To that end, Twiga is helping farmers secure bank loans to help them scale up. Twiga purchases orders can assuage banks’ concerns about risk. The International Finance Corp. has begun to offer loan guarantees to local banking partners alongside Twiga’s offtake agreements. The partners are hoping to catalyze between $10 million and $30 million of small-farmer financing.

“We’re thinking about how many farmers we can help retool and scale up,” Njonjo explains. “When they become better farmers, they create a nucleus that brings in more farmers and builds critical mass.”

“If you remove the friction to accessing the market and make it more profitable, it will attract more employment in the sector,” he adds. “We have to start seeing that farmer age of 59 come down.”

Ecosystem development

Twiga’s latest funding round includes provisions to swap out early, impact-aligned investors with with more commercially minded capital. One such impact investor, Blue Haven Initiative, is fully exiting from Twiga with the Goldman-led round (Blue Haven executives were not available to comment.)

Now that Twiga has proven its model, Njonjo says it needs more partners in the ecosystem to come behind with other types of support.

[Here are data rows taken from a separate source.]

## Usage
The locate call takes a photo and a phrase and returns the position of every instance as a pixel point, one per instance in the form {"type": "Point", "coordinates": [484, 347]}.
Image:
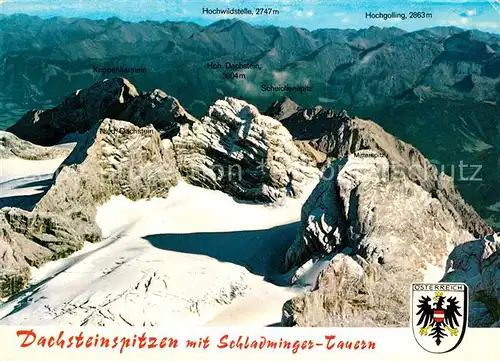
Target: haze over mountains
{"type": "Point", "coordinates": [436, 88]}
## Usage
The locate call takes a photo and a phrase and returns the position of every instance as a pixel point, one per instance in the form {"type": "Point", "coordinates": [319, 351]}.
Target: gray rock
{"type": "Point", "coordinates": [77, 114]}
{"type": "Point", "coordinates": [11, 146]}
{"type": "Point", "coordinates": [477, 263]}
{"type": "Point", "coordinates": [390, 206]}
{"type": "Point", "coordinates": [157, 108]}
{"type": "Point", "coordinates": [113, 158]}
{"type": "Point", "coordinates": [248, 155]}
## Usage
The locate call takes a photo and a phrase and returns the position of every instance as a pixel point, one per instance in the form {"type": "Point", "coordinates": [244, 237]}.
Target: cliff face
{"type": "Point", "coordinates": [112, 158]}
{"type": "Point", "coordinates": [477, 263]}
{"type": "Point", "coordinates": [248, 155]}
{"type": "Point", "coordinates": [380, 217]}
{"type": "Point", "coordinates": [234, 148]}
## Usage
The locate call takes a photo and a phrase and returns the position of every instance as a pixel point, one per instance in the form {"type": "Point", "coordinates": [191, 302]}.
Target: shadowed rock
{"type": "Point", "coordinates": [77, 114]}
{"type": "Point", "coordinates": [248, 155]}
{"type": "Point", "coordinates": [113, 158]}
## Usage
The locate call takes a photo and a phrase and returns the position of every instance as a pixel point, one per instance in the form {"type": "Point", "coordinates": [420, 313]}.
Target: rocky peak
{"type": "Point", "coordinates": [248, 155]}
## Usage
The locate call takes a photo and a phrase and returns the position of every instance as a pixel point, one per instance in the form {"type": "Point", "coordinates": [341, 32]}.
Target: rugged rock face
{"type": "Point", "coordinates": [477, 263]}
{"type": "Point", "coordinates": [157, 108]}
{"type": "Point", "coordinates": [12, 146]}
{"type": "Point", "coordinates": [114, 157]}
{"type": "Point", "coordinates": [113, 98]}
{"type": "Point", "coordinates": [306, 123]}
{"type": "Point", "coordinates": [383, 202]}
{"type": "Point", "coordinates": [248, 155]}
{"type": "Point", "coordinates": [77, 114]}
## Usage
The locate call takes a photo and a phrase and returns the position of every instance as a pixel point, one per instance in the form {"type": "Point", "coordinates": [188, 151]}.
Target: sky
{"type": "Point", "coordinates": [310, 14]}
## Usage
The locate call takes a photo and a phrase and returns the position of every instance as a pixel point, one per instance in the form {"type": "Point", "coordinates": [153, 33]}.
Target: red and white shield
{"type": "Point", "coordinates": [438, 315]}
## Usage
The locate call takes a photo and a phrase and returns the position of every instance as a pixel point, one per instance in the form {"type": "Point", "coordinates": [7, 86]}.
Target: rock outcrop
{"type": "Point", "coordinates": [248, 155]}
{"type": "Point", "coordinates": [114, 157]}
{"type": "Point", "coordinates": [11, 146]}
{"type": "Point", "coordinates": [383, 202]}
{"type": "Point", "coordinates": [114, 98]}
{"type": "Point", "coordinates": [477, 263]}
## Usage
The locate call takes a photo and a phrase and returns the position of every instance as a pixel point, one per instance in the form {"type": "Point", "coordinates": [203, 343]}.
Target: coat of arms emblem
{"type": "Point", "coordinates": [439, 315]}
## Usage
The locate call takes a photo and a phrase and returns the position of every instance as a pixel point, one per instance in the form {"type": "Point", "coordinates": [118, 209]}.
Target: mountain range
{"type": "Point", "coordinates": [376, 216]}
{"type": "Point", "coordinates": [436, 88]}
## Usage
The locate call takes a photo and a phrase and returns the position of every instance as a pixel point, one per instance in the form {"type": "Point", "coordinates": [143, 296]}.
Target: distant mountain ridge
{"type": "Point", "coordinates": [437, 88]}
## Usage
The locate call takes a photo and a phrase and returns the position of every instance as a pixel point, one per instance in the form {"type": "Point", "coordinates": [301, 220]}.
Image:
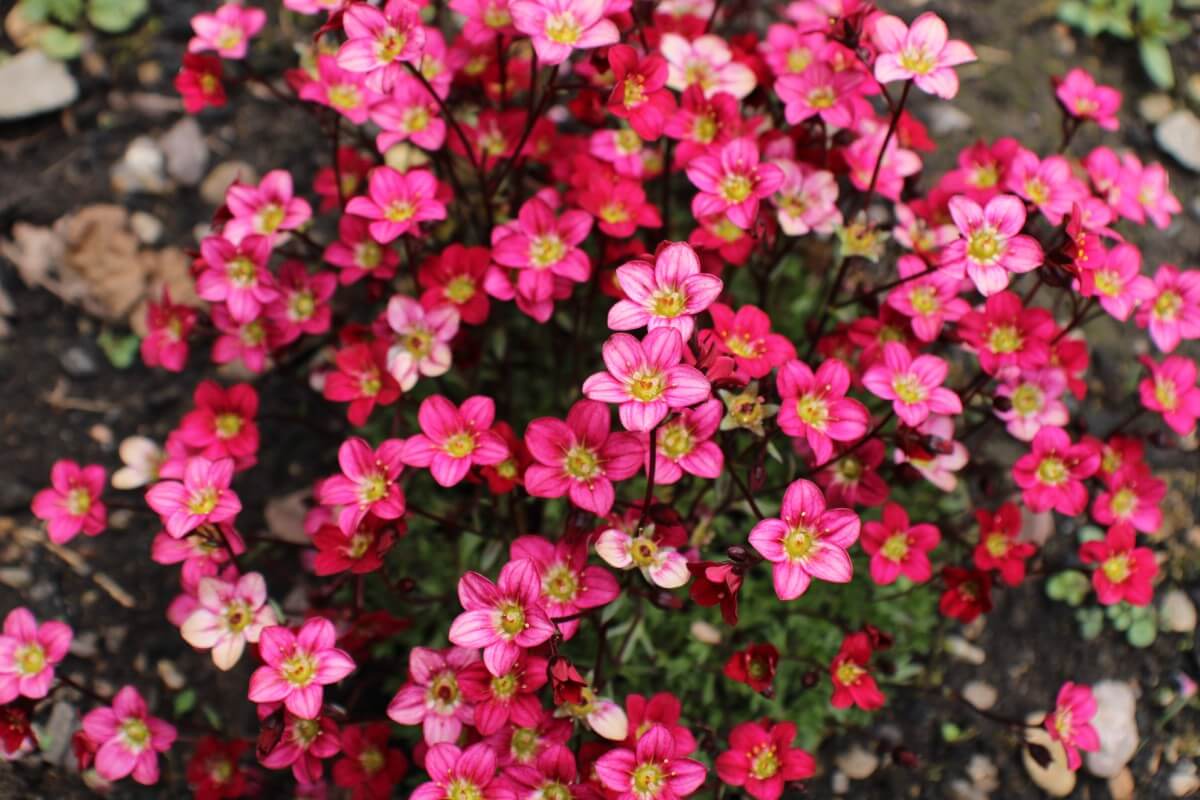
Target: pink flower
{"type": "Point", "coordinates": [421, 346]}
{"type": "Point", "coordinates": [28, 655]}
{"type": "Point", "coordinates": [666, 294]}
{"type": "Point", "coordinates": [646, 378]}
{"type": "Point", "coordinates": [1125, 572]}
{"type": "Point", "coordinates": [367, 482]}
{"type": "Point", "coordinates": [265, 209]}
{"type": "Point", "coordinates": [1086, 100]}
{"type": "Point", "coordinates": [1071, 722]}
{"type": "Point", "coordinates": [72, 501]}
{"type": "Point", "coordinates": [706, 62]}
{"type": "Point", "coordinates": [923, 54]}
{"type": "Point", "coordinates": [580, 457]}
{"type": "Point", "coordinates": [1171, 391]}
{"type": "Point", "coordinates": [454, 439]}
{"type": "Point", "coordinates": [993, 245]}
{"type": "Point", "coordinates": [898, 548]}
{"type": "Point", "coordinates": [227, 31]}
{"type": "Point", "coordinates": [227, 617]}
{"type": "Point", "coordinates": [559, 26]}
{"type": "Point", "coordinates": [202, 497]}
{"type": "Point", "coordinates": [381, 41]}
{"type": "Point", "coordinates": [1051, 476]}
{"type": "Point", "coordinates": [129, 739]}
{"type": "Point", "coordinates": [456, 773]}
{"type": "Point", "coordinates": [503, 618]}
{"type": "Point", "coordinates": [732, 182]}
{"type": "Point", "coordinates": [298, 666]}
{"type": "Point", "coordinates": [652, 770]}
{"type": "Point", "coordinates": [1117, 281]}
{"type": "Point", "coordinates": [761, 759]}
{"type": "Point", "coordinates": [396, 202]}
{"type": "Point", "coordinates": [237, 275]}
{"type": "Point", "coordinates": [816, 408]}
{"type": "Point", "coordinates": [747, 336]}
{"type": "Point", "coordinates": [807, 541]}
{"type": "Point", "coordinates": [568, 584]}
{"type": "Point", "coordinates": [1171, 311]}
{"type": "Point", "coordinates": [432, 697]}
{"type": "Point", "coordinates": [913, 385]}
{"type": "Point", "coordinates": [820, 91]}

“The challenge with entrepreneurship in Africa is that, once you’ve identified a problem, you have to build both your intellectual property and a favorable ecosystem to help you solve that problem. Building that ecosystem isn’t something you have to do in other markets,” he said.  

Blended financing, like that structured by Twiga and the IFC, can bridge market gaps and help anchor businesses in social impact. “Without someone like the IFC, I’d never bother trying to figure out the smallholder farmer issue,” Njonjo says. “I’d just look for the easiest way to get product.”